一緒に暮らそう
「あの子はね、田舎を捨てたんだよ。あの子はこの町での思い出を封印したんだ。もう昔のつながりとはなるべく関わりたくないんだよ。今の亭主の手前、結婚前に子どもを産んだことだって言えやしないさ。もう亭主との間に子どももできたみたいだからね」
「薄情だな。新しい家族がいるから紗恵なんかかえりみないんだな」
 叔父が珍しく紗恵に対して同情する発言をした。

「仕方ないさ。あの子なりに精いっぱいやってきて、やっとつかめたのが今の生活なんだから」
「ふん、結婚できて良かったな。母さんに後始末をさせていい気なもんだ」
「そんなふうに言うものじゃないと言っているだろう。あれでも、あの子は働いている間はうちに仕送りをしていたんだよ。娘の養育費にってことだった。
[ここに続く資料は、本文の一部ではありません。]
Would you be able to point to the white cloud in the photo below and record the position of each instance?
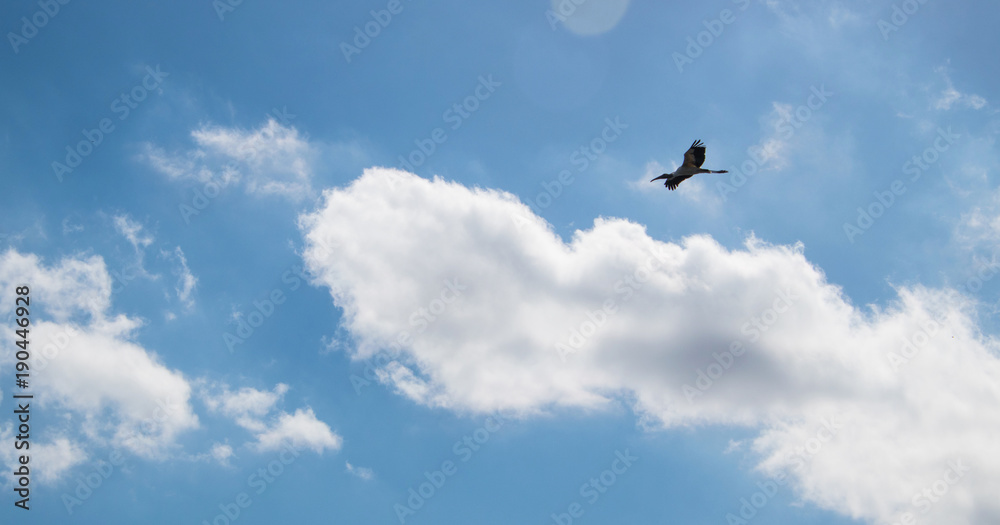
(301, 429)
(250, 409)
(186, 281)
(49, 461)
(272, 159)
(133, 231)
(87, 363)
(950, 96)
(649, 316)
(364, 473)
(221, 452)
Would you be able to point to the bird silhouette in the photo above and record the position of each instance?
(693, 159)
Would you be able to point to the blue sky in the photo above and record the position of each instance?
(223, 275)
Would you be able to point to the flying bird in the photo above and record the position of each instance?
(693, 160)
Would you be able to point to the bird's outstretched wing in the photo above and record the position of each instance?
(695, 155)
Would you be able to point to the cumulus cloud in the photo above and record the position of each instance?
(250, 408)
(302, 429)
(272, 159)
(861, 407)
(50, 460)
(88, 364)
(133, 231)
(951, 97)
(186, 281)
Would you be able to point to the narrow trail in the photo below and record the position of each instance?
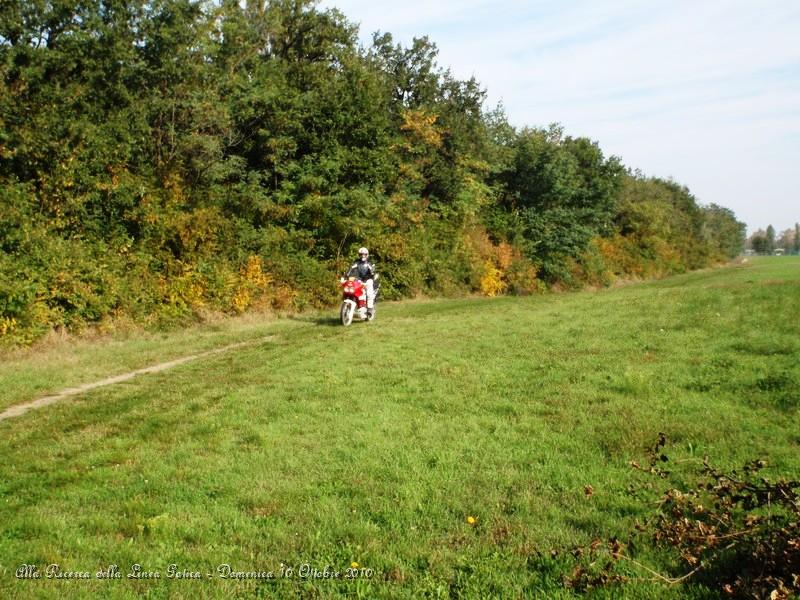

大した額じゃなかったけど、東京で女一人で暮らしてたんだから、それがやっとやっとだったんだろ」
 祖母の言葉を聞いて、紗恵の胸が高鳴った。
 行方知らずの母親がそんなことをしていたなんて知らなかった。

「紗恵は大きくなってますます律子に似てきたねえ。茶色い目がそっくりだよ」
 親戚のおばさんが言う。
「あの子はあたしたちのことなんか忘れちまったんだろうけど、あたしたちは紗恵を見るたびにいやおうなくあの子のことを思い出すよ。まったくねえ。紗恵は将来どんな娘になるんだろうね」
 おばさんの言葉を聞いても、祖母は何も言わず、麦茶をすすっている。
 そこで大人たちの会話は途切れた。

 そして、紗恵の頭の中に残っている記憶もその場面で終わっていた。